[ad_1]
Scientists have successfully sequenced DNA from a 120-135 million-year-old weevil found in Lebanese amber, but reviving larger and older animals remains difficult due to the challenge of finding intact DNA. Soft tissue from Pleistocene species is available, making the revival of Neanderthals and other species feasible. The technology raises ethical questions, but human curiosity is likely to drive its development.
The short answer: for insects it’s very likely, for larger and older animals it might be difficult. Scientists have successfully isolated DNA from a 120-135 million-year-old weevil found in Lebanese amber, amplified it using polymerase chain reaction (PCR), and sequenced it. Not his entire genetic code, but portions of it. This genetic information was compared to modern weevils for phylogenetic analysis. This isn’t the revival of extinct species, but it’s a very important step in that direction.

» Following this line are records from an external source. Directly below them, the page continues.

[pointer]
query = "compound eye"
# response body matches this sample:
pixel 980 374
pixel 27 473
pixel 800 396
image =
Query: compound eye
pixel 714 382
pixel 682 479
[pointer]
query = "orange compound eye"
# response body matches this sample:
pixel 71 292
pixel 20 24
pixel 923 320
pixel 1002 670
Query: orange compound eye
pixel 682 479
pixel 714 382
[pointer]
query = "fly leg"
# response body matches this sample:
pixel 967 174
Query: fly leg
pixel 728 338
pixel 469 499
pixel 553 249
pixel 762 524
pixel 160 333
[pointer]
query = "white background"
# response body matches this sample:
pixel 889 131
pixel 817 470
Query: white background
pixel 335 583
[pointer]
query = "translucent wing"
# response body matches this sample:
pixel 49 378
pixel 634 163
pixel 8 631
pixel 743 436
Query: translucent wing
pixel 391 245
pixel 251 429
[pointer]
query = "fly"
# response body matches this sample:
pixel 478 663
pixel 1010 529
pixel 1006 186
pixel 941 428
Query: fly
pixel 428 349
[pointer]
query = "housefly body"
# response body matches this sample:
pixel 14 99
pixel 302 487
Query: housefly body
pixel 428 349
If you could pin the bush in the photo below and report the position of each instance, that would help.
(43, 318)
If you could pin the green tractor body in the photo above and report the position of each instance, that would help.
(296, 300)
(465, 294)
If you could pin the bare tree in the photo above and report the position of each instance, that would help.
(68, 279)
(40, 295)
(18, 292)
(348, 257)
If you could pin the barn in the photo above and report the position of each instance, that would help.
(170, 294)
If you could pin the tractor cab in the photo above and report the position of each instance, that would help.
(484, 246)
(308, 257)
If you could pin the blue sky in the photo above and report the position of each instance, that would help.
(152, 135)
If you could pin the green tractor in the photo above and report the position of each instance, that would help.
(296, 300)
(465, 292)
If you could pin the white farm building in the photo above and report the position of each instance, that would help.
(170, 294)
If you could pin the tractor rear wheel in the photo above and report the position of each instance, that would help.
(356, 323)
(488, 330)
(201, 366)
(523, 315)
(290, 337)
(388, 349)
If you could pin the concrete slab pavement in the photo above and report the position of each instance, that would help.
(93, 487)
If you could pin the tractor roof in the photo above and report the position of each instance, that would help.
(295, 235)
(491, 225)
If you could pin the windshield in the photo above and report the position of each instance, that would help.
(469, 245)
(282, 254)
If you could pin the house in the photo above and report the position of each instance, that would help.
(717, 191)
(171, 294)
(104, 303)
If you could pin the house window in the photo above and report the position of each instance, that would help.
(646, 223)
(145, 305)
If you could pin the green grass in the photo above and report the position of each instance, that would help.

There are a number of technical challenges in trying to revive extinct species, but none seem impossible to overcome. The hardest step is finding enough intact DNA. Since amber is organic and seals trapped insects in an airtight enclosure, the degradation of the genetic material is quite slow. In typical fossils, little or no organic material remains, because the fossil is not the organic material itself, but inorganic silts that replace the organic material as it decomposes. Until 2005, fossilization was thought to always replace the original material, but discoveries about the soft tissue of Tyrannosaurus Rex, including the identification of the original collagen proteins, have upset this common wisdom.
Reviving extinct species would require finding large portions of the original genetic material. Soft tissue is available for Pleistocene species, such as mammoths, cave bears, dire wolves, and even Neanderthals, and some scientists have even made sequencing efforts. This often requires multiple samples, as no single sample is likely to contain the entire uncontaminated DNA sequence. In Jurassic Park, gaps in dinosaur DNA have been replaced with segments of frog DNA, but this is problematic because it is assumed that scientists knew which dinosaur genes matched which frog genes were joining. As genetics advances, it will become easier to create these hypotheses, although it is likely that substantial portions of the original genetic material are still needed.
There is consensus among scientists that the revival of Pleistocene species, especially Neanderthals, is completely feasible and only a matter of time. If the entire genome can be sequenced, it can be synthesized and injected into a fertilized egg cell on a related species (such as birds), then grown in an artificial egg or uterus. It was previously seen as a challenge to create a suitable artificial egg, but more recently scientists are developing an environment that should work to raise almost any embryo.
Before we see ancient species like dinosaurs revived, we’re likely to see species from the Pleistocene. The possibility of reviving extinct species raises many ethical questions, but human curiosity is so great that it seems unlikely that the technology will be withheld for long if it is technologically feasible.